Iconic TV star Barbara Eden, best-known for her role as the genie in the 1960s sitcom "I Dream of Jeannie," will be honored with the Distinguished Alumni Award at San Francisco Conservatory of Music's Annual Fanfare Luncheon on Fri., Feb. 14. It's a homecoming for the actress, whose career dates back to the 1950s. Eden grew up in San Francisco and attended Abraham Lincoln High School in the Sunset District.

During her visit, Eden will tour the Conservatory of Music's campus and participate in a student-led Q&A. In a telephone interview with B.A.R., Eden said it feels good to be coming home to SF. It's been a while since she's been here. The last time was about 10 years ago when she appeared at a Marc Huestis-produced tribute at the Castro Theatre.

"We lived at 1207 Bush St.," Eden said of her early years. "My dad liked to fish, so he would take all his equipment and me, and we'd go on the trolley car down to the wharf. He'd fish and I'd roller skate. There were tourists, but not many. It was mostly people from the neighborhood, fishermen, lots of fishing boats, and the ferries were running."

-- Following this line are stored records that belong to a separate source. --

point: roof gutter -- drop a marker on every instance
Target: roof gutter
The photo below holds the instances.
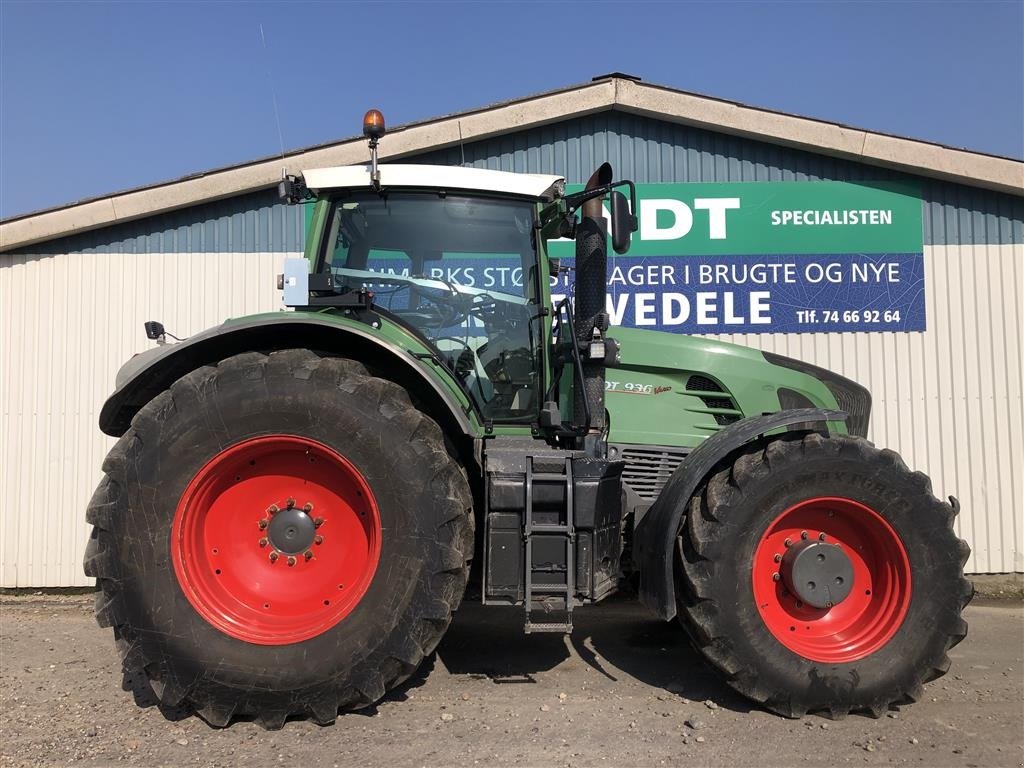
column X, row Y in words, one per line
column 919, row 158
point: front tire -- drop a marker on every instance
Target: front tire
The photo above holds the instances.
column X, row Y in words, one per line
column 281, row 535
column 864, row 646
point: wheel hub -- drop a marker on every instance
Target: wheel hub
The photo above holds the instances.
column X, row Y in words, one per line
column 817, row 572
column 291, row 531
column 252, row 555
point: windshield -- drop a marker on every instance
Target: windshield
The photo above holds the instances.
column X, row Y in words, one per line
column 461, row 272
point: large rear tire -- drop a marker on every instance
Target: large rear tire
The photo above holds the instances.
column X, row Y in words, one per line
column 281, row 535
column 759, row 541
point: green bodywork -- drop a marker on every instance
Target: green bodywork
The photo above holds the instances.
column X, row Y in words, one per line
column 647, row 397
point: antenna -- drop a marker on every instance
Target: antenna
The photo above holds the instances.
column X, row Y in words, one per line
column 273, row 92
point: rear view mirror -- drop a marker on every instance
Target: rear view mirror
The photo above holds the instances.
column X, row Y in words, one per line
column 623, row 222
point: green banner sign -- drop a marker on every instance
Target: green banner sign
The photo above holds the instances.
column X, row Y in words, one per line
column 790, row 217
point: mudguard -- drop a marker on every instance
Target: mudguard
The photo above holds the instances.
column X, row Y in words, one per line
column 656, row 532
column 148, row 374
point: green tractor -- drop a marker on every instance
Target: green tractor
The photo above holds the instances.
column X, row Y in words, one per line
column 298, row 500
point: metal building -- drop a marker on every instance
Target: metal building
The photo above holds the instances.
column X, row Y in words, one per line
column 78, row 282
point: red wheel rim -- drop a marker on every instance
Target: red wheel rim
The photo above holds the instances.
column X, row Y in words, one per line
column 873, row 610
column 275, row 583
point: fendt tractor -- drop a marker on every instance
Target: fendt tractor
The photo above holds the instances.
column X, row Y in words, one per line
column 298, row 499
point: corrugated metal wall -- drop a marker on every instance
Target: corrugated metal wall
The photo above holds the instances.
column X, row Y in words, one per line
column 71, row 312
column 68, row 322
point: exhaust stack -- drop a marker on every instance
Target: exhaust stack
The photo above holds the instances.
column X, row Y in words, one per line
column 591, row 287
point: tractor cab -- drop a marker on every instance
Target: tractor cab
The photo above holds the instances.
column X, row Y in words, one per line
column 458, row 257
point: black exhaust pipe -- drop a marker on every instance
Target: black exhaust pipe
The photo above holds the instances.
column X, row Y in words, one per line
column 591, row 287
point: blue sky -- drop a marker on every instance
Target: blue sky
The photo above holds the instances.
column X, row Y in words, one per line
column 97, row 97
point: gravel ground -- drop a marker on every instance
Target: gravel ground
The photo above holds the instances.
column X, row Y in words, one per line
column 626, row 691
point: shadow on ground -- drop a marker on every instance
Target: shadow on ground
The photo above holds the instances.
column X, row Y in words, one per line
column 619, row 639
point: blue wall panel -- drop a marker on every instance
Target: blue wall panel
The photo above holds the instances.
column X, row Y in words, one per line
column 639, row 147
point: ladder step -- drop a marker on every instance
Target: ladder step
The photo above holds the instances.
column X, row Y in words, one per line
column 548, row 477
column 551, row 589
column 548, row 627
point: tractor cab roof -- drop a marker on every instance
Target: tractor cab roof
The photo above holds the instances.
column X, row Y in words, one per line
column 436, row 177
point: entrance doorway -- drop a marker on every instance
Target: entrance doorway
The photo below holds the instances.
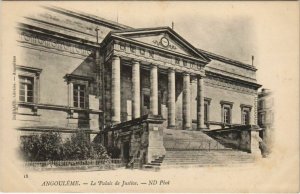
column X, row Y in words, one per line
column 145, row 103
column 126, row 148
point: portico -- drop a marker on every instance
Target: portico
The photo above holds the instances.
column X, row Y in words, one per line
column 169, row 55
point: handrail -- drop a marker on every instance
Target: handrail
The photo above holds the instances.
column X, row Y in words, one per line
column 188, row 144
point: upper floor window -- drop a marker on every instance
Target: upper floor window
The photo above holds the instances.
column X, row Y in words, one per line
column 226, row 111
column 26, row 89
column 79, row 93
column 261, row 104
column 206, row 109
column 27, row 86
column 226, row 115
column 79, row 90
column 245, row 117
column 245, row 114
column 261, row 118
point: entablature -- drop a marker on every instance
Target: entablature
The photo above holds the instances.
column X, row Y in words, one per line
column 147, row 55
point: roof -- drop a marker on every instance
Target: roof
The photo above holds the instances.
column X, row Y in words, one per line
column 89, row 17
column 164, row 29
column 120, row 28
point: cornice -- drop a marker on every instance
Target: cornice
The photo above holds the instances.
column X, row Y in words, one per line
column 227, row 60
column 149, row 46
column 227, row 78
column 89, row 18
column 57, row 35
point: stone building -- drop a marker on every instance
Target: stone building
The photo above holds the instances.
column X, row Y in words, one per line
column 266, row 116
column 78, row 71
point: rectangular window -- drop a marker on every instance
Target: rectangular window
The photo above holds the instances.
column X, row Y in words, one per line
column 205, row 112
column 226, row 108
column 245, row 117
column 79, row 95
column 26, row 84
column 226, row 115
column 261, row 119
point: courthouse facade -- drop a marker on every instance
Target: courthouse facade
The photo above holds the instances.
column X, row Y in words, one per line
column 77, row 71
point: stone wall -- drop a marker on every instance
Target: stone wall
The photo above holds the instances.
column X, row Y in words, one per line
column 245, row 138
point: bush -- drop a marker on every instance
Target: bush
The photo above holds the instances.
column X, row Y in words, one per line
column 49, row 147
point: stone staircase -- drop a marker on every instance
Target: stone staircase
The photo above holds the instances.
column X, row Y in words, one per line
column 198, row 158
column 196, row 149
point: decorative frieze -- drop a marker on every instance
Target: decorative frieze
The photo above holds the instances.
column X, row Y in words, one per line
column 229, row 85
column 131, row 51
column 52, row 43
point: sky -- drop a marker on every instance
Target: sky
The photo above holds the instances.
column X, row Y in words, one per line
column 203, row 26
column 269, row 31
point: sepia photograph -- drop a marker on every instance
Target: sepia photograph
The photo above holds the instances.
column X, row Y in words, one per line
column 156, row 96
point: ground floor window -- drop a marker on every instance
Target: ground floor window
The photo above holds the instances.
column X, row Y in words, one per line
column 206, row 109
column 79, row 93
column 26, row 88
column 245, row 114
column 226, row 113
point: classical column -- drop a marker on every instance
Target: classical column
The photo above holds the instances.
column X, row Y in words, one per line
column 186, row 101
column 71, row 103
column 136, row 109
column 153, row 90
column 116, row 89
column 171, row 99
column 200, row 103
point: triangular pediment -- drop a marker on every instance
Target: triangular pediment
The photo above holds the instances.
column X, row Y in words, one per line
column 164, row 38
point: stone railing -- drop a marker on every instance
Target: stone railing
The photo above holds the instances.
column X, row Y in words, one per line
column 140, row 138
column 98, row 164
column 245, row 137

Eden recalled a Great Aunt who lived in Vallejo. Her family took the ferry across the Bay to visit her. She vividly remembers the sounds of the foghorns. "That was San Francisco to me," she said. "The fog, the ferry boats, my dad fishing."


Barbara Eden was Miss San Francisco in 1951. Photo: Courtesy the subject  

When she was five years old, Eden won first prize for a Halloween costume she wore to a contest on Polk Street. "It was fun," she recalled. "I had a red wig on. I was Little Miss Muffett." She seemed destined for a career in show business. She was Miss San Francisco 1951.

"It was a wonderful experience," she said. "I was shocked when I won. I was studying acting, and my acting teacher said that I was shy. She said if I could stand in a bathing suit in front of people, it'd help me. It was very difficult for me, inside I was really embarrassed, but I did it, so that was a learning experience."

She studied singing at the Conservatory, and went home to study her work. "My mother told me I was singing every note perfectly, but I didn't mean a word of what I was singing," Eden recalls. Her mother suggested that she try acting, and she did.

Eden has fond memories of her teacher Paulina Giovanini at the Conservatory of Music. "She really gave me the freedom to sing," she said. "She gave me the tools to use, she placed my voice. I can never say enough thank yous to her. I enjoyed singing when I was working with her. It was fun, a thrill."

Her acting teacher urged her to "leave the nest" and go to NY or LA to pursue a career. She chose LA because she had relatives there. She worked at a bank at night and looked for acting work by day. Among her early jobs were guest shots on "Perry Mason" and "I Love Lucy." She also received good reviews for the play "The Voice of the Turtle," which led to a contract at 20th Century Fox.

Eden has nothing but praise for "I Love Lucy" star-producer Lucille Ball. "She was wonderful," she said. "She was so good to me. This was my third job. I was playing the sexy young thing, and I put the dress on for our dress rehearsal. She and her assistant put sparkles on the dress to make it prettier. I couldn't believe it. She wasn't only a kind and good person, she wanted her show to be good. She knew what was important and what wasn't."

Eden spent seven years at Fox, then tested for "I Dream of Jeannie" when she saw a casting notice in the trade papers. The show ran from 1965-70, producing 139 episodes, and is now considered a TV classic.

"It's just amazing to me," she said, "and wonderful. She's very easy to live with. I am surprised that it's been seen all over the world, and I get mail from all over. I think it's wonderful."

Eden is happy to be returning to the Conservatory of Music, where she'll be honored for her impact on art and culture. She laughed when asked if she could say something about the impact that she's had.

"It's too subjective," she said. "I'm really happy that I'm getting the honor. I'm going to meet the students," she said. "I'm really looking forward to that." Though she won't have time to visit her old haunts, Eden is still happy to be coming home for a few days. "It makes me feel good to be in San Francisco. It just feels like home. It feels, smells, tastes like home."

The San Francisco Conservatory of Music's Annual Fanfare Luncheon will include an interview with Eden before she's given the Distinguished Alumni Award. Proceeds support SFCM student scholarships. It takes place on Fri., Feb. 14, 12 p.m. in the Green Room at the War Memorial and Performing Arts Center. A limited number of tickets ($500-$1,000) are available at sfcm.edu.